El sábado un grupo de colegas, gente que trabajamos con Leopoldo Fernández Cabeza de Vaca en algún momento de sus más de treinta años dirigiendo el Diario de Avisos, nos reunimos con él para agradecerle su magisterio. Estas cosas tienen siempre su liturgia, y se trataba de darle una sorpresa, que preparó con tesón cosaco y franciscana economía de medios Norberto Chijeb. Al final, nos fuimos a sorprender a Leopoldo a un hotel rural de Las Lagunetas y por el camino nos cayó el diluvio y muchos nos llevamos la del pulpo, pero bien pasado por agua. Eso no impidió que Leopoldo se reencontrara al final con medio centenar de periodistas de edad disimulada (o menos disimulada), que suelen ser, también, el acompañamiento natural de estos homenajes a lo vivido en común.

En el momento de las palabras, Leopoldo se emocionó lo justo para luego arrastrarnos a todos en un viaje hacia atrás por el túnel del tiempo, a un territorio más bien lejano, en el que los periódicos se la jugaban todos los días por preservar su credibilidad, y las redacciones eran el paritorio cotidiano de torpezas desopilantes y heroicidades sin recompensa.
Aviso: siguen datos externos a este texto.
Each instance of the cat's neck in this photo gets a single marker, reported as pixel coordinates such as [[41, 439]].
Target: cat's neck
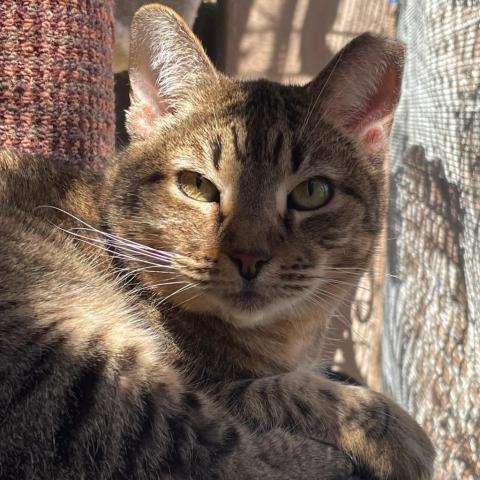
[[210, 349]]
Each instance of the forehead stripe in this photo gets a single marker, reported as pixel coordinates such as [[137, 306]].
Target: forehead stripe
[[297, 156], [217, 152], [238, 152], [277, 148]]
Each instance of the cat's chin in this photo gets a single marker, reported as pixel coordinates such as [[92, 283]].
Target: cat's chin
[[250, 313]]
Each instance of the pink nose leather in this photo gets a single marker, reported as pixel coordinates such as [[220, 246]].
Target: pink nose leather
[[249, 264]]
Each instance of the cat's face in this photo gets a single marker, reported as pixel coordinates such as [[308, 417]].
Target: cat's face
[[263, 209]]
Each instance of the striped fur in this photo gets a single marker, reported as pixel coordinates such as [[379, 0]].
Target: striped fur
[[130, 346]]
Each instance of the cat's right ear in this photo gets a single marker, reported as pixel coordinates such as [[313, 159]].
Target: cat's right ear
[[168, 66]]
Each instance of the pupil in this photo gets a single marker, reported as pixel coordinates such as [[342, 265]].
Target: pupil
[[310, 187]]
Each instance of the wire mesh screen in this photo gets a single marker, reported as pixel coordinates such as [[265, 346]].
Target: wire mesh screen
[[431, 341]]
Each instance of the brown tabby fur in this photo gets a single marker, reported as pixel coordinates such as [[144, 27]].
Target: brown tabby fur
[[104, 378]]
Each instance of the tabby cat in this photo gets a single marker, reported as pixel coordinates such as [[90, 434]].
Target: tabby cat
[[161, 320]]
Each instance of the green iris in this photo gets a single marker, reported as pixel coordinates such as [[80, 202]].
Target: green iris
[[314, 193], [196, 186]]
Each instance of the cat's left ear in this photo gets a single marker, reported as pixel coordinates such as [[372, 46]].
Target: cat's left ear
[[359, 89], [168, 67]]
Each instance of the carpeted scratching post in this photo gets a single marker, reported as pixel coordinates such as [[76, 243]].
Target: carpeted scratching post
[[56, 82]]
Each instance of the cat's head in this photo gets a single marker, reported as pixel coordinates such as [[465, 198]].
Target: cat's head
[[256, 201]]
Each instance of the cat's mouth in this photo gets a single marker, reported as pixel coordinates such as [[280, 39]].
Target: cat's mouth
[[250, 307]]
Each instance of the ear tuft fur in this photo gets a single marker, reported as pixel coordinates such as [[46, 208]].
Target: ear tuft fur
[[360, 89], [168, 67]]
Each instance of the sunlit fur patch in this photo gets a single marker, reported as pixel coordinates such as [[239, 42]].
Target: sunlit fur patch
[[255, 141]]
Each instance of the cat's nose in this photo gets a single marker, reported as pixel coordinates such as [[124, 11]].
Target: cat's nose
[[249, 264]]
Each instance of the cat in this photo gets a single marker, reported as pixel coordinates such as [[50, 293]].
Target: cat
[[161, 320]]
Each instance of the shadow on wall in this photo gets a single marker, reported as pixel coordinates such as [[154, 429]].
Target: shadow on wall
[[278, 40]]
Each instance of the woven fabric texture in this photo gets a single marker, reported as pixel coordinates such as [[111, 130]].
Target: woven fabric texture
[[431, 341], [56, 82]]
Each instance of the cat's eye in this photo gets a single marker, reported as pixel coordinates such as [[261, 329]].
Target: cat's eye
[[314, 193], [196, 186]]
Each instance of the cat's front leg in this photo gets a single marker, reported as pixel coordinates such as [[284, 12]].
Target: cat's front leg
[[382, 439]]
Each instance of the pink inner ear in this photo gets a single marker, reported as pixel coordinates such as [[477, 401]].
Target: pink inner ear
[[371, 126]]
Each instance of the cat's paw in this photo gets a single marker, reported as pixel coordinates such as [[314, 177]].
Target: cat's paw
[[384, 440]]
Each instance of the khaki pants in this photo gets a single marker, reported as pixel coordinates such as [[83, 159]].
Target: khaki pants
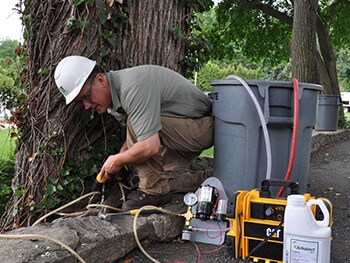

Nos recordó Leopoldo también su propia historia personal: era redactor jefe de Europa Press -una agencia independiente- justo en el inicio de la Transición, cuando recibió de los plataneros tinerfeños el ofrecimiento de fundar y dirigir un medio en Canarias. Y cómo lo aceptó después de muchas dudas y cómo llegó a las Islas sin saber muy bien dónde se metía. Cómo entre siete lograron sobrevivir a una huelga general que estuvo a punto de cerrar el periódico, y cómo durante años su trabajo consistió en convencer a una empresa prácticamente inexistente de que noticias y plátanos no son precisamente lo mismo. Cómo logró culebrear entre las presiones de sus propios accionistas, cómo acabó logrando sumar a los más, cómo se enfrentó públicamente al golpe del 23-F (el Diario fue uno de los cuatro periódicos españoles que editorializaron el día 24 a favor de la democracia) y cómo se enfrentó a los intentos de volarle la cabeza de los sucesivos poderes locales, poco acostumbrados a la libertad que empezaba a dar brillo al periodismo.

Bajo la dirección de Leopoldo, el periódico de la competencia fue un digno representante de ese periodismo de provincias, previsible pero decente, construido sobre el esfuerzo constante de intentar contar lo que ocurría y hacerlo desde la solvencia y sin enjuagues. Con Leopoldo, el Diario no fue un periódico perfecto -¿y cuál lo es?- pero representó durante muchos años una forma de hacer periodismo basado en las tres viejas tretas del oficio: afecto por los hechos, valor a lo cercano aunque sea menudo, y desconfianza del que manda.

Hoy, ese periodismo de redacción de periódico, que Leopoldo fomentó entre los suyos, ha mutado para transformarse en algo distinto: un periodismo que pasa por ser más valiente, cuando sólo es más agresivo y faltón, pero también más cobarde y tramposo, un periodismo inútil implicado hasta la médula en los canibalismos del poder, portavoz de banderías y al que las distintas y complejas caras de la verdad se la traen al pairo. Un periodismo de bronca y fuegos de artificio, deudor de los estilos de la televisión y las redes, que hoy contamina muchas de las grandes cabeceras del pasado. Frente a este retroceso, la imagen de un hombre ya mayor, un tipo honesto, humilde, cabal, comprometido solo con su oficio, se agiganta y su ejemplo nos conmueve. Gracias, Leo, por toda una vida entregada a esto.